It is a
difficult thing to bring off a crossing shot at that pace, and in a few
hundred yards we were over the slope and out of shot. I have seen lots
of our men have much narrower escapes than this.
Well, after all that, we will get back to the action. Having located the
enemy, the Guides all collected behind the conical hill, climbed up, and
from the edges of it began shooting down into the Boer position. Here we
were joined by the Black Watch, who carried on the same game. It was
not, however, at all a paying game, and the fact that the Boers had not
held this hill themselves, though so close to their position, is
sufficient of itself to show their remarkable skill in choice of ground.

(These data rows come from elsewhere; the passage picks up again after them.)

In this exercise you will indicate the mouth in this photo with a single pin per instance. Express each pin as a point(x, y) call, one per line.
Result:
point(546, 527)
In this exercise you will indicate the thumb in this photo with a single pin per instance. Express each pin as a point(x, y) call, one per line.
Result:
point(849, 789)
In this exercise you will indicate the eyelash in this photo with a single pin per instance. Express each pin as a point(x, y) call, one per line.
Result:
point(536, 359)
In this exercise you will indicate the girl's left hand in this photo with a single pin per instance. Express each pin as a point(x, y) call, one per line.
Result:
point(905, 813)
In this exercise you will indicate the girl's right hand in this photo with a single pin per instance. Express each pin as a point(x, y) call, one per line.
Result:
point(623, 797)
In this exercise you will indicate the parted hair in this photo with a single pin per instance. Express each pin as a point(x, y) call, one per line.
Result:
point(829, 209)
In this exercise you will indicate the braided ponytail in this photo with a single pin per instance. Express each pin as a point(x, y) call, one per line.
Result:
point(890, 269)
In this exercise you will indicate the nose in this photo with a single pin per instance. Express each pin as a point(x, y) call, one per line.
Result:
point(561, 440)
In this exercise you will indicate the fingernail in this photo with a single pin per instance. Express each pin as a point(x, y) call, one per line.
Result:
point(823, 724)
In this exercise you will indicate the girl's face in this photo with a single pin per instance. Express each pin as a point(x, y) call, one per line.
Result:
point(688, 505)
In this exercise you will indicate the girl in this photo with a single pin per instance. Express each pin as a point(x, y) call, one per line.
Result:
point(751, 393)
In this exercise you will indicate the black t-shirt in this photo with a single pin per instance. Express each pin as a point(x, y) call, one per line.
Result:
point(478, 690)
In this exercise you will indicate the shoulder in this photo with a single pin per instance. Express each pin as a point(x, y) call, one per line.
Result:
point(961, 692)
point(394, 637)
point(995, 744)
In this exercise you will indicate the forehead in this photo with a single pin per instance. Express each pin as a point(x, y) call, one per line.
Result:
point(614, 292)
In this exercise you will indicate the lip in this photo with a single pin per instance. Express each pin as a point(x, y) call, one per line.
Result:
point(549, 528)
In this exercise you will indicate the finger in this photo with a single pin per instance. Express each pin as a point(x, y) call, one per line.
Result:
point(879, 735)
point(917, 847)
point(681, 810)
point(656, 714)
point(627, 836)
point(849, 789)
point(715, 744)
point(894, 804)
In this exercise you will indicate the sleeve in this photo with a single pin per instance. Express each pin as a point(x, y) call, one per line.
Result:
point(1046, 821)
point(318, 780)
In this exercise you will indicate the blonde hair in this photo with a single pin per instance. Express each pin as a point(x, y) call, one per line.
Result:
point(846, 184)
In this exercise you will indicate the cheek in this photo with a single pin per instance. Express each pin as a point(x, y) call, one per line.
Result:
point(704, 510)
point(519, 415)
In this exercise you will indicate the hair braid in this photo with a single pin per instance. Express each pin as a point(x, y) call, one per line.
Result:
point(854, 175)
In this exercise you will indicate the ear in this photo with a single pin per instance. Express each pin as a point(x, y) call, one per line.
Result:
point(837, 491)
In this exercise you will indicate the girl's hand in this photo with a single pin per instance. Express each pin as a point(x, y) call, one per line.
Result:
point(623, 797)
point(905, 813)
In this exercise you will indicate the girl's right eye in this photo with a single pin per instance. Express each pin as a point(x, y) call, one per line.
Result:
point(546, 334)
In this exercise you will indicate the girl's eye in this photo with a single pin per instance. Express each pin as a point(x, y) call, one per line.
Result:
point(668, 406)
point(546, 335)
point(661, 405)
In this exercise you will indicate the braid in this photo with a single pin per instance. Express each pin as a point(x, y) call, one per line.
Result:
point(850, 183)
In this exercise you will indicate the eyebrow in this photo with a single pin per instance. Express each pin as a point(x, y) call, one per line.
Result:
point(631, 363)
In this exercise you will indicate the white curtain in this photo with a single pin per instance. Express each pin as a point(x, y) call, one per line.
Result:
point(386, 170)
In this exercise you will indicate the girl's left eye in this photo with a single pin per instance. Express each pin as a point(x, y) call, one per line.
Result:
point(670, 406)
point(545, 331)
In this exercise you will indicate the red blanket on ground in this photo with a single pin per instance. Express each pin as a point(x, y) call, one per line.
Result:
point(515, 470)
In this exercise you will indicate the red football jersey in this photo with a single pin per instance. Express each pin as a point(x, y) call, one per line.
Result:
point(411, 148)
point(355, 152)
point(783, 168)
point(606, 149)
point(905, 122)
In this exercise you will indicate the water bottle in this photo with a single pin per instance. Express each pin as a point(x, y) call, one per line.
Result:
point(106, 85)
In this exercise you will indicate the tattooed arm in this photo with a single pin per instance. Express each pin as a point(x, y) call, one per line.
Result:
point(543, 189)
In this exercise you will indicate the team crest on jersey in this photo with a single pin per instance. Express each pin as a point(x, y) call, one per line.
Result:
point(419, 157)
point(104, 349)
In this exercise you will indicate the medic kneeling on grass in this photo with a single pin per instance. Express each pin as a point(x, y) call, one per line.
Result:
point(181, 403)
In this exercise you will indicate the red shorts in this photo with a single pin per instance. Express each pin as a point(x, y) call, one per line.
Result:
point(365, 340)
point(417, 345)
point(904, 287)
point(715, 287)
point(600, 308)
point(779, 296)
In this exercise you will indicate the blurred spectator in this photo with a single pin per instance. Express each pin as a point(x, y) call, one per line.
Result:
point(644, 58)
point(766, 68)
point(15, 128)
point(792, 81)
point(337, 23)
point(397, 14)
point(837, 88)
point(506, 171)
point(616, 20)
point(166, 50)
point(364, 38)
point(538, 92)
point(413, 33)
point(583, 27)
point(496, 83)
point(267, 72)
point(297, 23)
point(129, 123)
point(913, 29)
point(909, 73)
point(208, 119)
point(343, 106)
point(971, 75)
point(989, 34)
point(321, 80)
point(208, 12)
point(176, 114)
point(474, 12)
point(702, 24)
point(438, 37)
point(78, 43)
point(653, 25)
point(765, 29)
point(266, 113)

For the hill, conical and regular in shape, was perfectly bare, and
while they behind the sharp ledges and in the fissures of the rocks
below were well concealed from the men above, these as they crept round
the smooth hillside came into immediate view against the sky. The sleet
of bullets shaving the hill edge was like the wind whistling past. The
Black Watch lost a lot of men here. In the afternoon the Guides and some
of Lovat's Scouts pushed forward on the left and gained a low ridge,
where, lying down, we could command a part of the enemy's position, and
send in a flanking fire. This manoeuvre was useful and suggested a plan
for next day. That night I had to take out a picket on a hill on our
south-east front and had but a sorry time of it; for it was a bitterly
cold, rather wet night, and the position was not without its anxiety.